The reads that did not map to the PST-79 genome should have been derived from wheat mRNAs. I extracted the file containing unmapped sequences from the data presented in Table 4.3 and separated them into single-end and paired-end reads using the software SAMtools, bam2fastx and bedtools, as this step is required by the aligning software. I tried to map the RNA-seq reads to the wheat genome using the STAR (Dobin et al., 2013), SOAP (Li et al., 2008) and TopHat software. However, I did not have access to the requisite computer platform that could support the mapping of genomes larger than 4 Gb. As an alternative, I mapped the single-end and paired- end reads separately onto the wheat transcriptome which is smaller than 1 Gb. For mapping the reads, I used the software Burrows-Wheeler Aligner (BWA). I performed the alignment with the paired-end and single-end reads separately as the software does not run all files at the same time. For IT0 replicates, more than 80% of the paired-end and single-end reads mapped to the wheat genome with low variability between the biological replicates (Table 4.3). More than 80% of the paired-end reads from IT6_2 and IT6_3 mapped to the wheat transcriptome, while for IT6_1 this figure was only 46%. In contrast, 87% of the single-end reads from all IT6 replicates mapped to the wheat transcriptome. Finally, the percentage of paired-end and single-end reads that mapped to the wheat transcriptome in the IT9 datasets was very variable. The replicates IT9_1 and IT9_2 contained very large numbers of reads, but only 76-78% of paired-end reads and 64-75% of single-end reads mapped to the wheat transcriptome. On the other hand, only 67% paired-end reads and 68% of single-end reads of IT9_3 mapped to wheat genes. This implies

that the unmapped reads from the results presented in Table 4.3 were not wheat reads, or that the wheat transcriptome is incomplete.

I used the paired-end and single-end reads that mapped to the wheat transcriptome from Table 4.6 to count the number of reads that mapped to each wheat gene, which provides a measure of gene expression. When I did this analysis, I was unable to separate the homeologues of each gene because the alignment tool BWA is unable to recognize them. Consequently, the reads were dispersed between homeologues and alternative gene transcripts. I concatenated the counts for single-end and paired-end reads results and created a table containing all the read counts that I used for differential gene expression analysis, using the R programming environment. I did this analysis using the R package DESeq. However, the variance between biological replicates was very high (data not shown) so I changed to the R Package EdgeR, which is more flexible to change the normalization parameters, thus reducing variability between samples. I plotted the biological coefficient variance (BCV) which is the relative standard deviation divided by the mean. This reduces the variation due to the sample size and measures de dispersion of gene expression in each RNA sample. The BCV plot indicated that the biological replicate IT9_2 is different from the other two IT9 samples (Figure 4.3). To remove the source of this variability, I used the script provided by Dr. Sylvain Floret (see section 4.2.1).

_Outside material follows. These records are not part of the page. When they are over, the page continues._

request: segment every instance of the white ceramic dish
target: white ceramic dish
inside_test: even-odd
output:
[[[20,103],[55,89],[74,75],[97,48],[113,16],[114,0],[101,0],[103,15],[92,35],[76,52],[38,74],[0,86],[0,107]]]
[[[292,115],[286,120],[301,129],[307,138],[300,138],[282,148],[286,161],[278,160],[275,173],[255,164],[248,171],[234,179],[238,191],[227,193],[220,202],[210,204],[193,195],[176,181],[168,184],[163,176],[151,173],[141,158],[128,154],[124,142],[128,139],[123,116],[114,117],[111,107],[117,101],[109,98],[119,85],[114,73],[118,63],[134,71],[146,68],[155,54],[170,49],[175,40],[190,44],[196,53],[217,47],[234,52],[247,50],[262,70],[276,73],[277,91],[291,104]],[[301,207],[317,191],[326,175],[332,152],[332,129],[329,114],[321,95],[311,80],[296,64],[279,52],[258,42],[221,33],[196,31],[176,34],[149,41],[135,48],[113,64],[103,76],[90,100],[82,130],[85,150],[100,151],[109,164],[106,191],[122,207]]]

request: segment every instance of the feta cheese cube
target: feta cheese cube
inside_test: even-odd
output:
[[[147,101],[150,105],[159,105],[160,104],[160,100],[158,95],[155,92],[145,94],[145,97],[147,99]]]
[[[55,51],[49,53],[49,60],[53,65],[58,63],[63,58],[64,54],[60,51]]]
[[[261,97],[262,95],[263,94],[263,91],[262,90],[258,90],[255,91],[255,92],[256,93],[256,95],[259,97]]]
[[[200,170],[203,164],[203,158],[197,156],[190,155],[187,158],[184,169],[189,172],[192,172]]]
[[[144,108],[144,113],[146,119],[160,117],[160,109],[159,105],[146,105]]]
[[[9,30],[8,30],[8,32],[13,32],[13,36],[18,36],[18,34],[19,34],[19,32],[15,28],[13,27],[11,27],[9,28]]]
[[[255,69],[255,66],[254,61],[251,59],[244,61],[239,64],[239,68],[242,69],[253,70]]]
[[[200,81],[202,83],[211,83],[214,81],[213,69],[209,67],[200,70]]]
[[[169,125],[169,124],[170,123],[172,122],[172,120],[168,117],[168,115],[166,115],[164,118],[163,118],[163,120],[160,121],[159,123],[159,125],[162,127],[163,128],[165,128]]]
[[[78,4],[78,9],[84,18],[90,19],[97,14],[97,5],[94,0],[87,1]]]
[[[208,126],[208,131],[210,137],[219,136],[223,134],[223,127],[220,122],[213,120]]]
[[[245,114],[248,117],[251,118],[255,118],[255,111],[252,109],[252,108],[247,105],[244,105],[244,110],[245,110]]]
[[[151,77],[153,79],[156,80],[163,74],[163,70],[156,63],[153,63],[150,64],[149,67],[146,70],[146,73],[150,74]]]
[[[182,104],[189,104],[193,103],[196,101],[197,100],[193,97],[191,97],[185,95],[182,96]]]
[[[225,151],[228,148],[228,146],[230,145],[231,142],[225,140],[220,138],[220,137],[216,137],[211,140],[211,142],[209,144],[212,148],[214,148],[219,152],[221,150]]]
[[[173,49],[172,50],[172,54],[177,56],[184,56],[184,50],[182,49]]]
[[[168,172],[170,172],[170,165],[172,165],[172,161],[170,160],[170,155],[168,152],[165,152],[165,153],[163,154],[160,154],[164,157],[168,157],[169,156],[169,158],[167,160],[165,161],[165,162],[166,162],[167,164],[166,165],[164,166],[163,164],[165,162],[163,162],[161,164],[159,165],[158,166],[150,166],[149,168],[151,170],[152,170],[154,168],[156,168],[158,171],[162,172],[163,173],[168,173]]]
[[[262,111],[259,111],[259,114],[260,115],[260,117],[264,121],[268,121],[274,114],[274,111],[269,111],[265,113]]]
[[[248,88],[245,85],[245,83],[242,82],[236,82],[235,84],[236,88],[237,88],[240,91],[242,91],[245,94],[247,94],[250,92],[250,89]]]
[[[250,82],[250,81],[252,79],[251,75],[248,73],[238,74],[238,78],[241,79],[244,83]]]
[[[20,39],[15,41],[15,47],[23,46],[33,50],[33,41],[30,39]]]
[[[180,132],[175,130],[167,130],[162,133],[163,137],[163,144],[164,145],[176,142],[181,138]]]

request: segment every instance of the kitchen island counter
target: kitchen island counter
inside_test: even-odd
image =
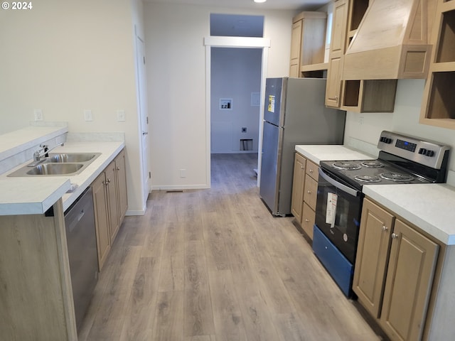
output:
[[[446,245],[455,245],[455,188],[445,183],[365,185],[363,192]]]
[[[101,155],[75,175],[7,176],[31,162],[31,159],[1,174],[0,215],[44,213],[60,197],[65,210],[124,147],[123,141],[68,141],[51,153],[101,153]],[[67,193],[71,185],[77,187],[73,192]]]

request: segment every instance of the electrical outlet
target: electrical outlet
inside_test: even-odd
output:
[[[35,121],[43,121],[43,111],[41,109],[33,110],[33,114],[35,115]]]
[[[90,121],[93,121],[93,116],[92,115],[92,110],[89,110],[89,109],[84,110],[84,119],[87,122],[88,122]]]
[[[118,122],[124,122],[125,121],[125,111],[124,110],[117,110],[117,120]]]

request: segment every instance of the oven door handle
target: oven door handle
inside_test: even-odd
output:
[[[321,168],[319,168],[318,170],[319,172],[319,175],[321,175],[326,181],[327,181],[331,185],[334,185],[337,188],[343,190],[343,192],[346,192],[346,193],[352,195],[353,197],[358,196],[358,194],[360,193],[358,190],[354,190],[353,188],[351,188],[350,187],[348,187],[346,185],[340,183],[338,181],[336,181],[336,180],[332,179],[330,176],[328,176],[327,174],[326,174],[323,172],[323,170],[322,170],[321,169]]]

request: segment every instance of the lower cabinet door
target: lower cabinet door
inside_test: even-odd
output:
[[[314,220],[316,220],[316,213],[311,207],[306,203],[304,203],[304,213],[301,217],[301,228],[308,235],[310,239],[313,240],[313,229],[314,226]]]
[[[396,220],[380,324],[393,340],[421,340],[439,246]]]
[[[95,209],[95,226],[97,232],[98,269],[101,271],[111,247],[109,233],[109,211],[107,209],[106,181],[104,172],[93,182],[92,190]]]
[[[362,305],[379,318],[395,217],[363,200],[353,290]]]

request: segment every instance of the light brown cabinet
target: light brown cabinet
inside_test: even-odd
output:
[[[318,165],[295,154],[291,210],[306,235],[313,239],[318,190]]]
[[[391,340],[422,338],[439,247],[364,200],[353,289]]]
[[[128,207],[124,150],[92,184],[95,205],[98,266],[102,268]]]
[[[304,206],[304,188],[305,187],[306,169],[306,159],[299,153],[296,153],[294,161],[291,212],[299,223],[301,223],[301,215]]]
[[[455,0],[438,0],[420,123],[455,129]]]
[[[397,80],[346,80],[343,77],[344,55],[368,4],[368,0],[334,1],[326,106],[353,112],[392,112]]]
[[[323,65],[327,13],[301,12],[292,19],[289,77],[319,75]]]
[[[326,105],[333,108],[339,108],[341,106],[341,74],[343,57],[346,50],[348,11],[348,0],[334,1],[326,88]]]

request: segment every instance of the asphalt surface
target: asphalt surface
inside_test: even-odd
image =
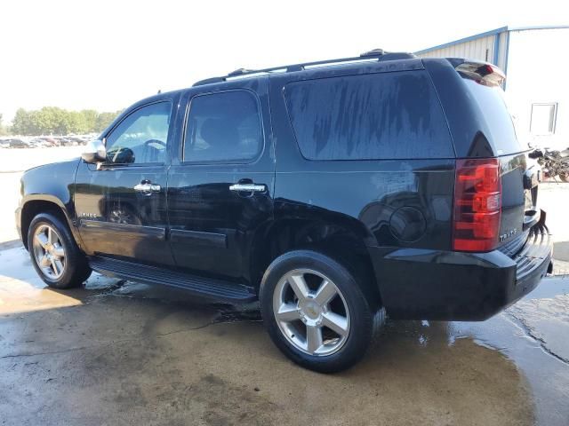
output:
[[[569,424],[569,278],[480,323],[388,322],[356,367],[298,367],[254,312],[0,250],[0,424]]]

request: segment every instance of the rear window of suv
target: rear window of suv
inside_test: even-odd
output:
[[[286,105],[309,160],[454,156],[448,126],[425,71],[290,83]]]

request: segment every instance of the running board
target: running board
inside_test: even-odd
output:
[[[257,300],[252,288],[222,280],[188,275],[169,269],[102,256],[89,257],[89,265],[102,275],[145,284],[176,287],[195,296],[217,302],[242,304]]]

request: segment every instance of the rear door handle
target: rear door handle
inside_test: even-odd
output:
[[[159,185],[145,182],[135,185],[133,189],[139,193],[150,194],[152,193],[159,193],[162,187]]]
[[[229,191],[238,193],[264,193],[267,191],[267,186],[265,185],[256,184],[235,184],[229,186]]]

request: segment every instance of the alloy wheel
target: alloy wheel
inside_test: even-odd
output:
[[[65,248],[54,228],[41,225],[34,233],[33,248],[36,263],[50,280],[59,280],[66,268]]]
[[[273,294],[278,327],[295,348],[314,356],[338,351],[349,334],[349,310],[328,277],[309,269],[284,275]]]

The filter removed 5-10% of the reads and maintained a minimum of 61365 reads for each gene in the 9 samples. This is possibly removing homeologues as the software (BWA) does not differentiate them. I plotted the filtered data with BCV (Figure 4.4). The new figure (Figure 4.4) showed biological replicates closer than Figure 4.3, the distance between samples was reduce and the figure also showed that BCV is very sensitive to low abundant genes. The biological replicates for IT0 clustered together as in Figure 4.3. The filtering reduced the variation between the replicates for the IT6 and IT9 samples, as replicates clustered closer than in Figure 4.3 and the scale of the graph is reduced (Figure 4.4). I then proceeded to the next step in the pipeline as the normalized and filtered data were less variable than before.

Figure 4.3. Biological coefficient of variation plot for all biological replicates of IT0, IT6 and IT9. The variation was calculated with the counts for all genes in each sample. The dispersion is explained by two vectors.

Figure 4.4. Biological coefficient of variation plot of samples after count per million normalization and filtering genes with low numbers of counts.